Variety staff wrote: “Home before Dark should give the Kleenex a vigorous workout. … it is a romantic melodrama of considerable power and imprint. The screenplay… sometimes seems rather skimpy in its character motivation. It is also difficult at times to understand the mental tone of the mentally ill heroine (Jean Simmons). But while the tale is unfolding it is made so gripping that factual discrepancies are relatively unimportant. (Simmons') stepmother (Mabel Albertson) and her stepsister (Rhonda Fleming)… are masterful females who could drive anyone to the edge of madness. Her only real ally in the house is a stranger (Efrem Zimbalist Jr), who is also an alien in the setting of the inbred New England college community…The whole picture is seen from Simmons’ viewpoint, which means she is ‘on’ virtually the whole time. Her voice is a vibrant instrument, used with thoughtful articulation and placement, the only vital part of her at times.

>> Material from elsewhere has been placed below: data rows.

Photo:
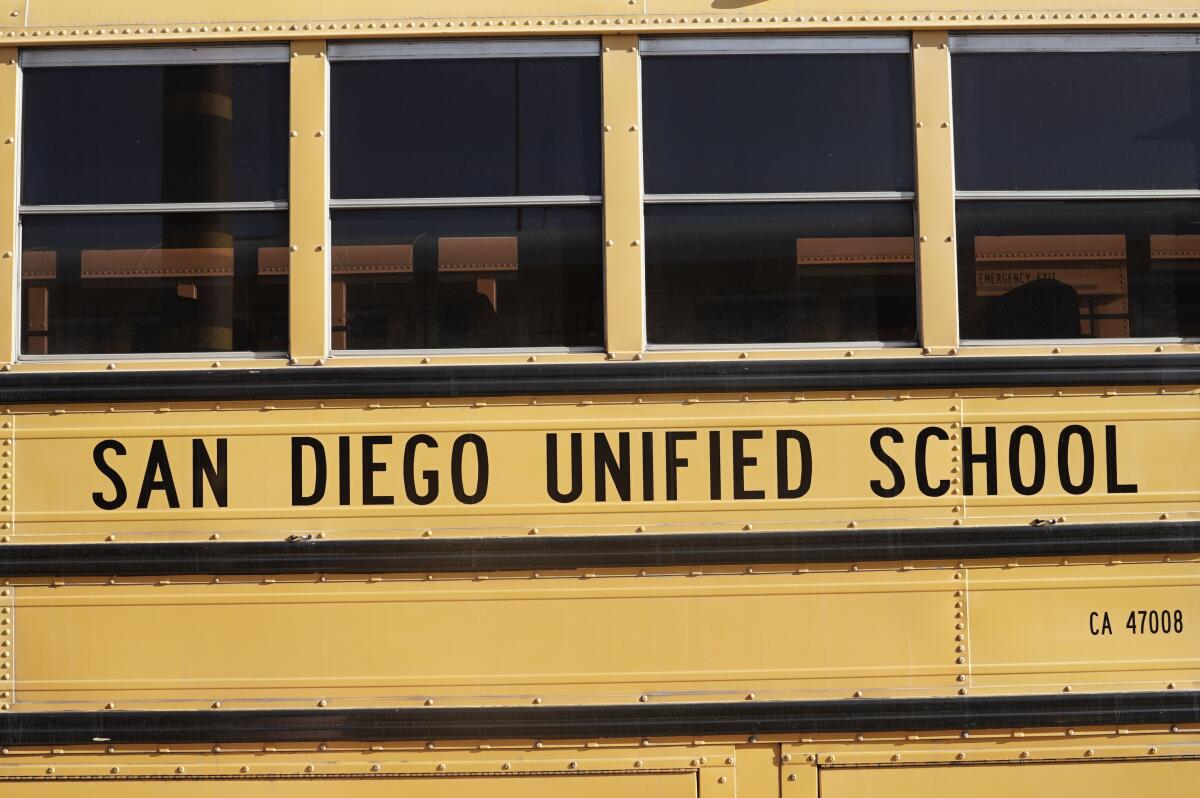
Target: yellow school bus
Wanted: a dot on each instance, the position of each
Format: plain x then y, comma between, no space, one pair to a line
767,399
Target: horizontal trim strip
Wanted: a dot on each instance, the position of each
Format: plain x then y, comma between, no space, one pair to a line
813,45
520,553
463,202
615,377
465,48
1077,42
600,721
94,57
153,208
781,197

Joseph Biroc's photography is suited to the grim New England atmosphere. It is winter, a depressingly gray winter, and the locations in Massachusetts give the picture the authentic feel.”

==Award nominations==
The film was nominated for three Golden Globe awards: Jean Simmons for Best Actress (drama), Best Picture (drama), and Zimbalist for Best Supporting Actor.

==Home media==
Home Before Dark was released to DVD by Warner Home Video on July 8, 2011, via its Warner Archive MOD DVD service.